The first rate cut in a decade would come against a fairly positive economic backdrop: A surge in non-farm payrolls in June and sustained growth in consumer spending over the second quarter are hardly signs of a weakening economy. And although preliminary GDP figures showed over the weekend that US economic output slowed to 2.1% from 3.1% in the second quarter, a recession is nowhere near in sight, and the effects of the US-China trade war have remained fairly muted.
This raises the question: Why would the Fed cut? To put it simply: Because the market demands it. “The biggest reason for the Fed to cut rates is because it has been priced into the markets for a while now,” Andrew Hunter, senior US economist at Capital Economics, told Reuters. “If they didn’t follow through and cut, it would cause a bit of a shock.”
Emerging markets won’t complain: EM currencies and bonds would perform better than those in advanced economies if the Fed follows through and cuts rates, a Bloomberg survey suggested a few weeks ago. EMs should be in for a strong second half of the year as falling interest rates in developed countries cause a pickup in demand for higher-yielding assets.
EMs should take advantage of easier monetary policies to fix their underlying productivity issues, the FT’s editorial board writes. The IMF’s recent downgrade to its outlook for global growth was fuelled by falling output in emerging economies, making it all the more important that they make use of the low interest rate environment to invest in boosting their productive capacities, it says.
Expect eurozone stimulus in September: The European Central Bank held off on introducing further stimulus measures last week, but signaled that it could restart its bond-buying program and cut rates further when it meets in September, the FT reports.
Tunisian President Beji Caid Essebsi died on Thursday at the age of 92. Essebsi was the world’s oldest sitting president, coming to power in Tunisia’s first free elections in 2014. A vote to choose his successor was due to be held on 17 November but will now be held sooner, the electoral commission said. The speaker of parliament will take over as interim president in the meantime. President Abdel Fattah El Sisi announced on Thursday that Egypt would observe three days of mourning to mark Essebsi’s death.
The list of candidates to succeed Christine Lagarde as IMF head has been whittled down to five — and Mohamed El Erian hasn’t made it: Spanish Finance Minister Nadia Calvino, Portuguese Finance Minister Mario Centeno, Dutch Finance Minister Jeroen Dijsselloem, World Bank CEO Kristalina Georgieva, and Bank of Finland Governor Oli Rehn have made the shortlist to become the IMF’s next managing director, the French Finance Ministry said on Friday, Bloomberg reports.
In global business news: LSE could acquire Refinitiv for USD 27 bn: The London Stock Exchange (LSE) is in talks to acquire global financial data provider Refinitiv in a landmark transaction that could be valued at USD 27 bn, reports Reuters.
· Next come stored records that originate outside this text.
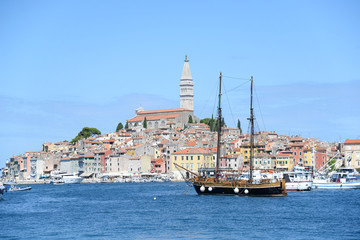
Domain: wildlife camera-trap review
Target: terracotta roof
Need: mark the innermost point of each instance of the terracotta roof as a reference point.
(191, 151)
(163, 111)
(352, 141)
(154, 117)
(191, 143)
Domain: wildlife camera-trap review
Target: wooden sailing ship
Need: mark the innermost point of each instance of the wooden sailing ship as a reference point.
(206, 185)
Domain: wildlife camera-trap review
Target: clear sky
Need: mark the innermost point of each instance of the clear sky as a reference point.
(65, 65)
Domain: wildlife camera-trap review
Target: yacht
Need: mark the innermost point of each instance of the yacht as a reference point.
(347, 178)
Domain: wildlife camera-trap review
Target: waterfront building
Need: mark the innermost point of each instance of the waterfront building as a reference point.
(320, 158)
(285, 161)
(352, 153)
(192, 159)
(264, 161)
(297, 148)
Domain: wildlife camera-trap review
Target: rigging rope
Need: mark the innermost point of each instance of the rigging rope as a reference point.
(257, 99)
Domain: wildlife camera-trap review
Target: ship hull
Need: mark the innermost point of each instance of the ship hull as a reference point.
(261, 190)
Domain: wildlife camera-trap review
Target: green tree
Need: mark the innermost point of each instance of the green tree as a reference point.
(119, 127)
(190, 119)
(239, 126)
(86, 132)
(145, 123)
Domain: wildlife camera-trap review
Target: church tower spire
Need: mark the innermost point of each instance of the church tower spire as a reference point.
(186, 87)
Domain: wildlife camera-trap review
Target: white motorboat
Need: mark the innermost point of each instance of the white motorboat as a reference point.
(345, 178)
(298, 180)
(2, 189)
(71, 179)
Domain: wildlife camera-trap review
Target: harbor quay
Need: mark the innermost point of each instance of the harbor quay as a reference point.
(154, 142)
(141, 155)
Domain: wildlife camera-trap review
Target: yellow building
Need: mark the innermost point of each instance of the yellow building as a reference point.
(308, 157)
(192, 159)
(244, 150)
(285, 161)
(352, 153)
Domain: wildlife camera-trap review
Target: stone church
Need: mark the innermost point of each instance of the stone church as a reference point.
(171, 118)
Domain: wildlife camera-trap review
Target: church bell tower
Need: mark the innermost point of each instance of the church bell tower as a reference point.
(186, 88)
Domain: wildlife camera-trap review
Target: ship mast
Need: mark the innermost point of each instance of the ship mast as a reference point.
(252, 132)
(219, 132)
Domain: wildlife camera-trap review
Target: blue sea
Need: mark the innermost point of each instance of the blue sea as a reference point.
(173, 211)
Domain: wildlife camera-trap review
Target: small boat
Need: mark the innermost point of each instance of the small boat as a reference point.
(15, 189)
(71, 179)
(2, 189)
(298, 181)
(345, 178)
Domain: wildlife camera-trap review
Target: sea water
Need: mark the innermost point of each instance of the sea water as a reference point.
(173, 211)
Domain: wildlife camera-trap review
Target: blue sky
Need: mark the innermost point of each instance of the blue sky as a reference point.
(65, 65)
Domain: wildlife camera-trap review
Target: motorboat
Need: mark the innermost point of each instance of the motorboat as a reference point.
(2, 189)
(71, 179)
(298, 181)
(344, 178)
(13, 187)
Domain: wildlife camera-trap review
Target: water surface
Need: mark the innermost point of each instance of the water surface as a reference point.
(164, 211)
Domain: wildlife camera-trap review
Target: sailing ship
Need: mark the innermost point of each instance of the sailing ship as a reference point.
(236, 185)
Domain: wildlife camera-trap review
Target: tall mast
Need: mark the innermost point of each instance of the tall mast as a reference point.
(219, 132)
(252, 132)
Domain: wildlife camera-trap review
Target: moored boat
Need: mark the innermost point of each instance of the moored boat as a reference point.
(2, 189)
(210, 185)
(71, 179)
(298, 180)
(344, 178)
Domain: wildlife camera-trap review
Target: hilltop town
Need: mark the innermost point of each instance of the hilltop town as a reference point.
(154, 140)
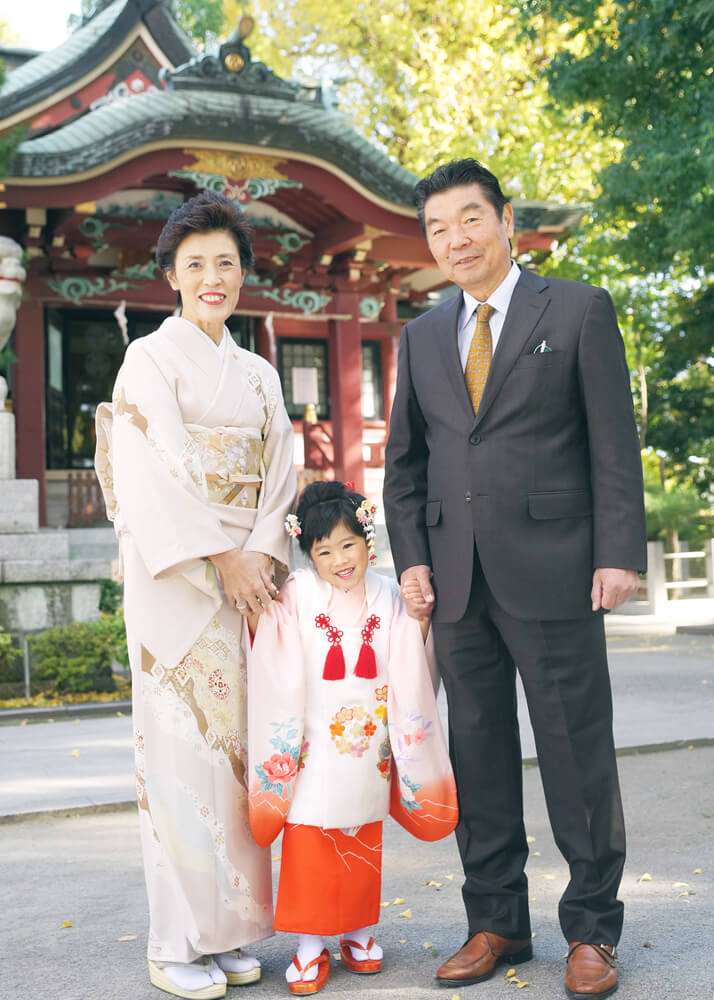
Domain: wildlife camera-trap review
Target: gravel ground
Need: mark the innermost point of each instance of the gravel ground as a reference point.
(86, 870)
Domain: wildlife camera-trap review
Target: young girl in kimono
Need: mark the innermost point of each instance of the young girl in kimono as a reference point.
(339, 691)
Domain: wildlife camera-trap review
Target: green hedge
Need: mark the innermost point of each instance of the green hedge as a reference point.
(71, 659)
(11, 674)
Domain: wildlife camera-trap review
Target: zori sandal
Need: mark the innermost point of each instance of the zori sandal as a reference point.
(302, 988)
(162, 981)
(363, 966)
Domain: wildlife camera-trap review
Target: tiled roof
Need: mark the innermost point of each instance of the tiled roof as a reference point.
(202, 114)
(85, 48)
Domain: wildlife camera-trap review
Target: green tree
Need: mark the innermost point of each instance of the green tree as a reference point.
(647, 73)
(431, 82)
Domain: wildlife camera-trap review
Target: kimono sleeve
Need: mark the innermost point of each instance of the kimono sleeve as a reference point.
(279, 481)
(423, 790)
(158, 483)
(276, 699)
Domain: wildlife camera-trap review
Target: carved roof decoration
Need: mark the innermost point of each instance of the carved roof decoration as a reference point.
(232, 69)
(192, 115)
(97, 37)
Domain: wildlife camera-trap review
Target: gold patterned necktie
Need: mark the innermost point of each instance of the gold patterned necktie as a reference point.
(478, 363)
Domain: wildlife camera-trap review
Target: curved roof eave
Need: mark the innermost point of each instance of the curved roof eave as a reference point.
(86, 48)
(195, 116)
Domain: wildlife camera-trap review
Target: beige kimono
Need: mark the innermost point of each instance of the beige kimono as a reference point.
(195, 456)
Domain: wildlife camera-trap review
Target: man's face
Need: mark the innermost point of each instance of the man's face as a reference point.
(467, 239)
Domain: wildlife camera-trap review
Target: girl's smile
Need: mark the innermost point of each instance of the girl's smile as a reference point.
(341, 558)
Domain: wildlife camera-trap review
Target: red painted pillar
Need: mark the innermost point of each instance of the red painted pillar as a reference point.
(28, 391)
(265, 342)
(345, 345)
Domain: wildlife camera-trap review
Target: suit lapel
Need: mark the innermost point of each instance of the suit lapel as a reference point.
(528, 304)
(448, 337)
The agreement would see Refinitiv’s existing shareholders, which include majority shareholder Blackstone and 45% stake-holder Thomson Reuters, turned into shareholders in LSE.
MbS’ plans for Neom are ambitious — and that’s putting it mildly. Documents for the USD 500 bn tech city Neom have outlined plans for flying taxis, a glow-in-the-dark beach, and robots. Lots of robots. The Wall Street Journal has more.